GB1580335A - Capacitance to frequency converter - Google Patents

Description

(54) CAPACITANCE-TO-FREQUENCY CONVERTER (71) We, W. & T. AVERY LIMITED, of Smethwick, Warley, West Midlands B66 2LP, a British Company, do hereby declare the invention, for which we pray that a patent may be granted to us, and the method by which it is to be performed to be particularly described in and by the following statement:- This invention relates to a capacitance-to-frequency (CF) converter for producing a pulsed output whose frequency is proportional to the value of a capacitor.
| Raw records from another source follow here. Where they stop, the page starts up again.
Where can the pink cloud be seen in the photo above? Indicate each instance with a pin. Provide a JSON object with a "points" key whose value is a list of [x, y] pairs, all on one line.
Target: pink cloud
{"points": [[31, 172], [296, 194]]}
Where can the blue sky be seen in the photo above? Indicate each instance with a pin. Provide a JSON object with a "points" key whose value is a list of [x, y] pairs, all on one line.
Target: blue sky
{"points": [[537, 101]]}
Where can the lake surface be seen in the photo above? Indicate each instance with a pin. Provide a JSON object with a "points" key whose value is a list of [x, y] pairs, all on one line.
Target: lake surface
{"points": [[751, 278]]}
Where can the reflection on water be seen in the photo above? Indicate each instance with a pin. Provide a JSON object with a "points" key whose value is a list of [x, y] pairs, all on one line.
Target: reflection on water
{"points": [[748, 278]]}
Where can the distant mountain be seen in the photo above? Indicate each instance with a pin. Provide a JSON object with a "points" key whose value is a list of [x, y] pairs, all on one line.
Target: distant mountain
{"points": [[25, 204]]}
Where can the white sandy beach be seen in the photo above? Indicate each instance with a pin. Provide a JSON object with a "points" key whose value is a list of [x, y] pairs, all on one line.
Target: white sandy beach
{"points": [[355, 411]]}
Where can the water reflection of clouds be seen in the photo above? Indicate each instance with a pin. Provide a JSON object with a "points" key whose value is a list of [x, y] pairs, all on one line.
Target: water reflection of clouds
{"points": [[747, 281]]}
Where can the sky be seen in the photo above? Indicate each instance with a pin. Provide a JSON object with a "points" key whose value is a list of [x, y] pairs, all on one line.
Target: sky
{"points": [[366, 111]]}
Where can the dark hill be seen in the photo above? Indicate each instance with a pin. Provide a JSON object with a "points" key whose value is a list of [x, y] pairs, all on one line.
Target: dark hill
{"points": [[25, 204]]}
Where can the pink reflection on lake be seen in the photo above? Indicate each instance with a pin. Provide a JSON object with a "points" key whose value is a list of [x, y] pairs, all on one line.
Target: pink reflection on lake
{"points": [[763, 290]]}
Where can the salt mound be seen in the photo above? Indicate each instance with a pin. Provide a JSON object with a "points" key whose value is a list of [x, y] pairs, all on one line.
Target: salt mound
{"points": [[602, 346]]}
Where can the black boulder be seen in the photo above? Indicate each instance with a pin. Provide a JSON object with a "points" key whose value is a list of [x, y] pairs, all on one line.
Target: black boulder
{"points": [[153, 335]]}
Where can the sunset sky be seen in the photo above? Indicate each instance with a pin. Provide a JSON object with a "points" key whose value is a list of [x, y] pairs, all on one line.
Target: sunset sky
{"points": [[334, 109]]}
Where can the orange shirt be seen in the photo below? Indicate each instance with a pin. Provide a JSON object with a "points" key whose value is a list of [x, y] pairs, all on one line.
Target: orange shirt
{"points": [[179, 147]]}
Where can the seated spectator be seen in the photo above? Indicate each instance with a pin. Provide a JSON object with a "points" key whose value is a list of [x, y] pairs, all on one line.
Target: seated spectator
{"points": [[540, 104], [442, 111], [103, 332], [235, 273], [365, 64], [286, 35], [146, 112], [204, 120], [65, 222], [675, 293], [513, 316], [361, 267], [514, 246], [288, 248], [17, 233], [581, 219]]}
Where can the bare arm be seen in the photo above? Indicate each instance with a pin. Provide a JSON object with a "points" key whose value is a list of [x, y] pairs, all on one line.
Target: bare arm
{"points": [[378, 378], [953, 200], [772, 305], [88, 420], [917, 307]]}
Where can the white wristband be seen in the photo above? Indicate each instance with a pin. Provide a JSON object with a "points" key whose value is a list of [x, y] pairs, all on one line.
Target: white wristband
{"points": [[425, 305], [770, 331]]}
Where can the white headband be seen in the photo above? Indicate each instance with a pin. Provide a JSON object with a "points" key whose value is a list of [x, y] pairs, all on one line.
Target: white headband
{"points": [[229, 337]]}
The invention is particularly, but not necessarily exclusively, applicable to a capacitive-type transducer where the value of a capacitor changes with variations in a physical quantity, e.g. weight, to which the transducer is responsive.

Thus, where the transducer capacitance is proportional to displacement of a forcereceiver the frequency output of the CF converter may be proportional to displacement.

According to a broad aspect of the present invention we provide a capacitance-to-frequency (CF) converter comprising a capacitor connected to the input of a capacitance-to-voltage (CV) converter, an integrator connected to the output of the CV converter and switching means connected to the integrator output, the output of the switching means being applied to said capacitor to form a circuit loop which is arranged to operate in an oscillatory mode so as to produce, at the output of the switching means, a pulse train whose frequency is proportional to said capacitor.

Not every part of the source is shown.